12 Times When a Landlord Can Sue a Tenant

By | February 23, 2021

There are plenty of tenant problems that can be resolved without litigation. That said, there are some circumstances where difficult tenants simply won’t take responsibility without the threat of a court date. Landlords who feel their tenants are exploiting the situation can read on to find out about 12 of the most common reasons to sue for damages.

1. Unpaid Rent

Landlords in Victoria rely on tenants’ rent to pay their own bills, so when one or more of them refuses to pay on time, it can cause some serious headaches. Before taking the tenant to court, most landlords try sending a formal notice to pay the back rent. If that doesn’t work, landlords can evict their tenants and sue them for what they owe. Even the threat of eviction is usually enough to get tenants to pay up.

2. Lost Rent From Illegal Move-Outs

Tenants are required to pay the rent until their leases are up. If they move out before the lease expires, it’s considered a breach of contract. Landlords can take them to court to recover any rent owed for the time remaining on the lease if they are unable to find a new renter. Just keep in mind that, in Texas, landlords must make good-faith efforts to re-rent should a tenant want to break the lease.

3. Cost of Finding a New Tenant After a Move Out

In some cases, landlords can sue former tenants for the costs incurred to find a new tenant after an illegal move-out. Damages can include utilities, marketing costs, and more.

4. Unpaid Utility Bills

If a tenant vacates the property, either illegally or when the lease runs out, he or she is responsible for paying any outstanding utility bills. As long as the utilities are in the tenant’s name, the landlord can deduct outstanding bills from the security deposit. If it won’t cover the expense, landlords can sue to recover the money to pay off the bills.

5. Property Damage

Landlords can sue their tenants if they cause damage to the property. Most start by deducting the cost of repairs from the tenant’s security deposit. However, if the amount of the security deposit won’t cover the repairs, landlords can also take their tenants to court to get what they are owed.

6. Unapproved Alterations

If tenants want to make alterations to the unit that are not specifically addressed in the lease agreement, they need to seek landlord approval. If a tenant makes changes without approval, the landlord can sue to recover the cost of restoring the unit if the security deposit will not cover the work.

7. Unapproved Pets

Many landlords stipulate no pet policies in their leases for a reason. Dogs, cats, and other household pets can cause a lot of unintended damage. If a tenant has an animal in the unit and is not allowed to under the current lease agreement, the landlord can sue for damages to the property, including the unit and shared spaces, caused by the illegal pet.

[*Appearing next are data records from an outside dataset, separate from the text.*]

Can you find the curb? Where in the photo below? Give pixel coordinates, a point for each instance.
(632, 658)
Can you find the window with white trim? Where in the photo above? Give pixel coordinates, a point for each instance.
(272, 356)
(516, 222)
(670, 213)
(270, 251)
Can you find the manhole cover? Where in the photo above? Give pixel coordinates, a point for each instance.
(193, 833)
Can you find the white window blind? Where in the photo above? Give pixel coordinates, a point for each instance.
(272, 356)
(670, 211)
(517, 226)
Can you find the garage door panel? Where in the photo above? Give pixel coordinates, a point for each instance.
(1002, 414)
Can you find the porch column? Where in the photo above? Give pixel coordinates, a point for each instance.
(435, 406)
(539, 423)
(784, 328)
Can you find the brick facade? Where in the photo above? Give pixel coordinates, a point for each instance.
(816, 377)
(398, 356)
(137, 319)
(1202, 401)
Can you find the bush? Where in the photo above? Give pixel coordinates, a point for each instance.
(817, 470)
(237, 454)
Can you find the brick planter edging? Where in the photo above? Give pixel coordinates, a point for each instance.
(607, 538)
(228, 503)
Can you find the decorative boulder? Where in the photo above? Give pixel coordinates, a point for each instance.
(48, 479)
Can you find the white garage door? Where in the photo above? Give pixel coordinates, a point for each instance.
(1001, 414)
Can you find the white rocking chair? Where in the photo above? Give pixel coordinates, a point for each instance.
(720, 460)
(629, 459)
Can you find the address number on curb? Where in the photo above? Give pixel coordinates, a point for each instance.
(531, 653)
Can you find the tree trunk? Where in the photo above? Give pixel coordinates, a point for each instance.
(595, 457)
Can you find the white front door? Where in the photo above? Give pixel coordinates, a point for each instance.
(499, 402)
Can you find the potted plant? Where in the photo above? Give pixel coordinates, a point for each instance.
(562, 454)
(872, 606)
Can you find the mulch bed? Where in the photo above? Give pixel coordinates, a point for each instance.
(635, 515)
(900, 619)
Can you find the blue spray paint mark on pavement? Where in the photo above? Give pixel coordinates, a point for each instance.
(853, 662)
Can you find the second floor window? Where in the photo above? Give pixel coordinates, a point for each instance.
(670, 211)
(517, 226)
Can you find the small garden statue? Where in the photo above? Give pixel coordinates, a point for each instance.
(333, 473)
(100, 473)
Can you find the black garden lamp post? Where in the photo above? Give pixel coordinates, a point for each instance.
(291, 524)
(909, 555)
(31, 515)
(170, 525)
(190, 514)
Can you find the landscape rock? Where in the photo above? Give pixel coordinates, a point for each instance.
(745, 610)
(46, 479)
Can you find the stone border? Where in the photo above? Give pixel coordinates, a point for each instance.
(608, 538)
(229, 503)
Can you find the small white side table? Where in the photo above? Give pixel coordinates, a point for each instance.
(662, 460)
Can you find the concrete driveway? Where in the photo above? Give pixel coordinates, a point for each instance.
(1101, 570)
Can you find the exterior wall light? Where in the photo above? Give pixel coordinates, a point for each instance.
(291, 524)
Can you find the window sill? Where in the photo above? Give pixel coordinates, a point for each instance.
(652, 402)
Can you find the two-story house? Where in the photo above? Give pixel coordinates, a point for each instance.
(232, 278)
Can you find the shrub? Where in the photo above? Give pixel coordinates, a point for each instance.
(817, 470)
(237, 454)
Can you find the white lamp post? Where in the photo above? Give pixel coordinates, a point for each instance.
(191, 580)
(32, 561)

8. Illegal Uses of the Property

Tenants may only use their properties in ways that are compatible with their lease agreements and the law. If the tenant uses the unit to conduct any illegal dealings and adversely affects the landlord, he or she can sue to recover damages.

9. Disposing of Abandoned Property

When they move out, tenants are required to remove or dispose of any personal property that was kept or stored in the unit. If a tenant fails to do so, the landlord can sue for the expenses of disposing of the abandoned property. It doesn’t matter whether the tenant has broken his or her lease or moved out on time.

10. Tenant Owes More Than Is Covered by the Security Deposit

The purpose of a security deposit is to give the landlord money to pay for any damage to the unit after the tenant moves out. If the damage can’t be covered in its entirety by the security deposit, or the back rent or utilities owed by the tenant are greater than his or her deposit, the landlord can recover what he or she is owed in small claims court.

11. Counter Suing Over Security Deposits

It’s not uncommon for tenants to sue their landlords over withheld security deposits, even if they know they are in the wrong. Landlords can file countersuits to prove their right to deduct from the security deposit or withhold it in its entirety.

12. Breaches to the Lease Agreement

The lease signed by both the tenant and the landlord before moving in is a legally binding contract. If the tenant has broken any clause of the lease that causes the landlord harm, whether monetary, physical, or emotional, he or she can take that tenant to court to recover damages.

Is It Worth Suing a Tenant?

Let’s face it: going to court is stressful. It can also be quite costly, as legal and court fees add up, and suing a tenant can wind up initiating a countersuit. Some landlords are hesitant to bring suit against their tenants unless they owe significant amounts of money, but that’s often a mistake.

Landlords who win in court won’t just recover the lost rent or cost of repairing property damage that they’re owed. They’ll also get the chance to clear their names and have the case placed on record, which can protect them should former tenants attempt to file frivolous lawsuits in the future.

It’s often the case that just the threat of a lawsuit is enough to get unruly tenants in line. Few people want to face evictions or have their reputations tarnished by a lawsuit. Many tenants opt to settle outside of court after receiving a summons to avoid hassles and damage to their reputation, which works out well for both parties.

Hire a Lawyer

Landlords who have already exhausted their other options don’t have to navigate the complex field of tenant law alone. Instead, hire a lawyer as soon as it becomes clear that the tenant is not going to pay what he or she owes.